The Professor began his discourse, explanatory of the psychological phenomena, as he termed them, which it was his purpose to exhibit to the spectators. There remains no very distinct impression of it on my memory. It was eloquent, ingenious, plausible, with a delusive show of spirituality, yet really imbued throughout with a cold and dead materialism. I shivered, as at a current of chill air issuing out of a sepulchral vault, and bringing the smell of corruption along with it. He spoke of a new era that was dawning upon the world; an era that would link soul to soul, and the present life to what we call futurity, with a closeness that should finally convert both worlds into one great, mutually conscious brotherhood. He described (in a strange, philosophical guise, with terms of art, as if it were a matter of chemical discovery) the agency by which this mighty result was to be effected; nor would it have surprised me, had he pretended to hold up a portion of his universally pervasive fluid, as he affirmed it to be, in a glass phial.
At the close of his exordium, the Professor beckoned with his hand,—once, twice, thrice,—and a figure came gliding upon the platform, enveloped in a long veil of silvery whiteness. It fell about her like the texture of a summer cloud, with a kind of vagueness, so that the outline of the form beneath it could not be accurately discerned. But the movement of the Veiled Lady was graceful, free, and unembarrassed, like that of a person accustomed to be the spectacle of thousands; or, possibly, a blindfold prisoner within the sphere with which this dark earthly magician had surrounded her, she was wholly unconscious of being the central object to all those straining eyes.

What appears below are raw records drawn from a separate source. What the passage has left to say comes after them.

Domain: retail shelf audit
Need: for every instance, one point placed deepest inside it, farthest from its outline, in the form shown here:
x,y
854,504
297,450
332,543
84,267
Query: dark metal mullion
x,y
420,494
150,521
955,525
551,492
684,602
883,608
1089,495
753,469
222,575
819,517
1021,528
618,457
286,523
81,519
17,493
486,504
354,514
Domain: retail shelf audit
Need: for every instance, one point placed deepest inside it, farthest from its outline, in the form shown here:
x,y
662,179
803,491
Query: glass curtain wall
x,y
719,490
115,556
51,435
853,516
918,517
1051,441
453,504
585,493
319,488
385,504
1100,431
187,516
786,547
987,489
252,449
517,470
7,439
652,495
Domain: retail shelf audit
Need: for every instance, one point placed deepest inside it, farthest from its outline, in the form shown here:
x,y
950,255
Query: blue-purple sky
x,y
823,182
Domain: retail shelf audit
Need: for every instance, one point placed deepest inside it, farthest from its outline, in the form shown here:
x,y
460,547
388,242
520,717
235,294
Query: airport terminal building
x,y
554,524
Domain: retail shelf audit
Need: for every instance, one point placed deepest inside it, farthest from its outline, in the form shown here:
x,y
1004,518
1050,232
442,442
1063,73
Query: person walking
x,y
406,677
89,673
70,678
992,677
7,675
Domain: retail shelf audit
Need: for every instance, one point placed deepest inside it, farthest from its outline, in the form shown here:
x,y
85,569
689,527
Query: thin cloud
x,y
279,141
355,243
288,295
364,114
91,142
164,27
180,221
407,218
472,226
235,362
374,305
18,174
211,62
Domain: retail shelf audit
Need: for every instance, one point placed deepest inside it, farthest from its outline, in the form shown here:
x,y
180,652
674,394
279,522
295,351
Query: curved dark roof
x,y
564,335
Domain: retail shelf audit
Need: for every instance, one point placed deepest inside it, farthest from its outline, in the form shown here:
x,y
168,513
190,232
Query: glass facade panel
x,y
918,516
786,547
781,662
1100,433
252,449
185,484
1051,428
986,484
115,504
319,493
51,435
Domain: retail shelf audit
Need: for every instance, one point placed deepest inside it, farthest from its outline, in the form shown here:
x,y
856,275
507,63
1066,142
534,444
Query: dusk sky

Pliant to his gesture (which had even an obsequious courtesy, but at the same time a remarkable decisiveness), the figure placed itself in the great chair. Sitting there, in such visible obscurity, it was, perhaps, as much like the actual presence of a disembodied spirit as anything that stage trickery could devise. The hushed breathing of the spectators proved how high-wrought were their anticipations of the wonders to be performed through the medium of this incomprehensible creature. I, too, was in breathless suspense, but with a far different presentiment of some strange event at hand.
"You see before you the Veiled Lady," said the bearded Professor, advancing to the verge of the platform. "By the agency of which I have just spoken, she is at this moment in communion with the spiritual world. That silvery veil is, in one sense, an enchantment, having been dipped, as it were, and essentially imbued, through the potency of my art, with the fluid medium of spirits. Slight and ethereal as it seems, the limitations of time and space have no existence within its folds. This hall—these hundreds of faces, encompassing her within so narrow an amphitheatre—are of thinner substance, in her view, than the airiest vapor that the clouds are made of. She beholds the Absolute!"
As preliminary to other and far more wonderful psychological experiments, the exhibitor suggested that some of his auditors should endeavor to make the Veiled Lady sensible of their presence by such methods—provided only no touch were laid upon her person—as they might deem best adapted to that end. Accordingly, several deep-lunged country fellows, who looked as if they might have blown the apparition away with a breath, ascended the platform. Mutually encouraging one another, they shouted so close to her ear that the veil stirred like a wreath of vanishing mist; they smote upon the floor with bludgeons; they perpetrated so hideous a clamor, that methought it might have reached, at least, a little way into the eternal sphere. Finally, with the assent of the Professor, they laid hold of the great chair, and were startled, apparently, to find it soar upward, as if lighter than the air through which it rose. But the Veiled Lady remained seated and motionless, with a composure that was hardly less than awful, because implying so immeasurable a distance betwixt her and these rude persecutors.